Son Robert Kolej başkanı John Scott Everton’un CIA ajanı olduğunu biliyorduk. Bayan Mary, daha sonra Dünya Bankası’nda çalışan yeğeni Zeynep’in oğlunun, okulunu bitirince CIA örgütüne ‘analizci’ olarak girmesini önermiş çünkü çok iyi para veriyorlarmış. Zeynep’in ablası Emine, Cumhuriyet Gazetesi’nin ortağı ve yöneticisi… Aile, İzmir eşrafından, enikonu zengin ve Ünlü Uşşakizade Ailesi…”

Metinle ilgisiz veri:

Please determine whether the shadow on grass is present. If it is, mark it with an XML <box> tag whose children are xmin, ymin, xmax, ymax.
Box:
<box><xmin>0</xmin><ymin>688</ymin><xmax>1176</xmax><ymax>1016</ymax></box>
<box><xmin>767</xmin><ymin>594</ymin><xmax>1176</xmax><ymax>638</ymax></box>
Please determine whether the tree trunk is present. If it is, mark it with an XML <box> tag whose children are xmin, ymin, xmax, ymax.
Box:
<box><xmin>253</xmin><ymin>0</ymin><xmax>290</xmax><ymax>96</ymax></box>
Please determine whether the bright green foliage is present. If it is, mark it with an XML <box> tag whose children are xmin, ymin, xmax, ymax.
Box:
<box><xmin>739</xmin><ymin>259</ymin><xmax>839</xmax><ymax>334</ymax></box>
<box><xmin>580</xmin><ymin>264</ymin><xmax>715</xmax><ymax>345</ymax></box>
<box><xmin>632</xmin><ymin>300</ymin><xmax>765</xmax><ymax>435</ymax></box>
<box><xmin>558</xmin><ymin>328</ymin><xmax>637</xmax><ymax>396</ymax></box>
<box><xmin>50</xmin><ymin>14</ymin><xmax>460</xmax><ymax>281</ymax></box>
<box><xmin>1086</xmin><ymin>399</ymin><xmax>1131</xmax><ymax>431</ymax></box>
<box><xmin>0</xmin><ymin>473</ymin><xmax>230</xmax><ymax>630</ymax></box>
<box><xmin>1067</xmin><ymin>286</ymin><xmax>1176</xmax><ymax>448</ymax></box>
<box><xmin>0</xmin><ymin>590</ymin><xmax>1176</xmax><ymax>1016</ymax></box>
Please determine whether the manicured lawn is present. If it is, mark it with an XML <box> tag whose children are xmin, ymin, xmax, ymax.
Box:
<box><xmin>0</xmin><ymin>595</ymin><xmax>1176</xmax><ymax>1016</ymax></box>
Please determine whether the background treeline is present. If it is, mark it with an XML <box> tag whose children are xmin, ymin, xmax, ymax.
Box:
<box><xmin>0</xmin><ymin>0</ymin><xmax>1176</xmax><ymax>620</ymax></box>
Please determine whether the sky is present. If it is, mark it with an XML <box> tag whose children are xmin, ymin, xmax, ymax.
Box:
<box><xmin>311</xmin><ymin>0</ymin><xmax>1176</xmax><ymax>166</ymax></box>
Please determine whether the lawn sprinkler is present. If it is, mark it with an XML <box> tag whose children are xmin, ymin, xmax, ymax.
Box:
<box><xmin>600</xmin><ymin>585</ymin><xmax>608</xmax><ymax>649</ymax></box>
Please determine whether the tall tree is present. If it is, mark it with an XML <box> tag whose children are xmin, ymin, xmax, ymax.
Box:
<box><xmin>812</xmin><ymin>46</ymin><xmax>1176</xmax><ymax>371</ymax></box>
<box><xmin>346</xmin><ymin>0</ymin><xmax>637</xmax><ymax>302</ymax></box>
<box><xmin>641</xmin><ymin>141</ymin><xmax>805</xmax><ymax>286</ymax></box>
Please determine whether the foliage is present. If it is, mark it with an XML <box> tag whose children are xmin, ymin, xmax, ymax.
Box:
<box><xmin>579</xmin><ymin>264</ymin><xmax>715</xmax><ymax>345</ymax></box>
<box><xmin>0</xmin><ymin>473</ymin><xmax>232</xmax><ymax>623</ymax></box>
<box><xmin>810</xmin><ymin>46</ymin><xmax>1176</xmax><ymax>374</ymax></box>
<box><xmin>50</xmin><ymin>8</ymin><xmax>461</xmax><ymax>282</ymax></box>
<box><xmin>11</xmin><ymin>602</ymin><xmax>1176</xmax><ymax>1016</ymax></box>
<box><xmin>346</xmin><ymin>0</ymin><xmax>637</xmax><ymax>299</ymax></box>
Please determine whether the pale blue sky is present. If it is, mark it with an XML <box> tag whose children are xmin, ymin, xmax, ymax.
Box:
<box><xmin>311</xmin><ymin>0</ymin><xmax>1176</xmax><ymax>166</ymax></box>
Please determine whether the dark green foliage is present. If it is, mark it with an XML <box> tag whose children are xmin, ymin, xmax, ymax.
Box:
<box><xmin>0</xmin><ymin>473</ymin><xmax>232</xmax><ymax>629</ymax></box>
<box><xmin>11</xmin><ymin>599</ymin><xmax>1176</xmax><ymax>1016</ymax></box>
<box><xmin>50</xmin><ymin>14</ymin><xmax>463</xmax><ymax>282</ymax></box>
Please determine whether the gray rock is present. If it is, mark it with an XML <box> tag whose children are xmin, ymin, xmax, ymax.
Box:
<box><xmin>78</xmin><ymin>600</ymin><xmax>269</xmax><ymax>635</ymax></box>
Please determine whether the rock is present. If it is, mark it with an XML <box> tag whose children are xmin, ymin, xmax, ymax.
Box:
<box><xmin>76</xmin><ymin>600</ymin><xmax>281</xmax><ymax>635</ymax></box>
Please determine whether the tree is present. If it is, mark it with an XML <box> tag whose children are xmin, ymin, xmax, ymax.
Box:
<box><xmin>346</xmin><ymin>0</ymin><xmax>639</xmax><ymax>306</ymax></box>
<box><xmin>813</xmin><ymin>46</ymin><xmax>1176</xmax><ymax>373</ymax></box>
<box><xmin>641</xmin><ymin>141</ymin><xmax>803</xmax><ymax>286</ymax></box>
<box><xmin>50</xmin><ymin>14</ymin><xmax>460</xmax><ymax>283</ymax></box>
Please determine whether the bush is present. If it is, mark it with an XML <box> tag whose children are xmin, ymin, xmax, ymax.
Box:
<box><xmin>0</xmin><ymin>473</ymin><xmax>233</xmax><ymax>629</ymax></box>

Eski bir emniyetçinin anlattığına göre, 12 Mart 1971 darbesinden sonra sıkıyönetim, İstanbul’u ev ev arar, teröristleri bulmaya çalışır. 23 Ocak 1972 günü İstanbul’da 03.00 ile 18.00 saatleri arasında sokağa çıkma yasağı konur, kent genelinde 512.000 ev aranır. İllegal Türkiye İhtilalci İşçi Köylü Partisi’nin Ferit İlsever başkanlığındaki İstanbul yönetimi, malzemeleri ile birlikte, Robert Koleji hocası Prof Hilary Sumner-Boyd’un Robert Kolej kampusu içindeki evinde yakalanır.
Evlatlarınıza İngilizce eğitim vererek İslam Medeniyeti kuramazsınız. İngilizce, Fransızca, Almanca eğitim yapan üniversite ve liselerde mütekabiliyet esası aranmalı.
Amerika, İngiltere, Fransa, Almanya’da Türkçe eğitim yapan üniversite ve lise var mı?
Türkiye sömürge ülkesi mi?
Bu okulların öğretim dili derhal Türkçeye çevrilmeli, öğretim görevlileri arasındaki eğitimci kisvesine bürünen ajanlar ayıklanmalı.
Evlatlarımızın misyonerler ve casuslar tarafından devşirilmesinin önüne geçilmeli.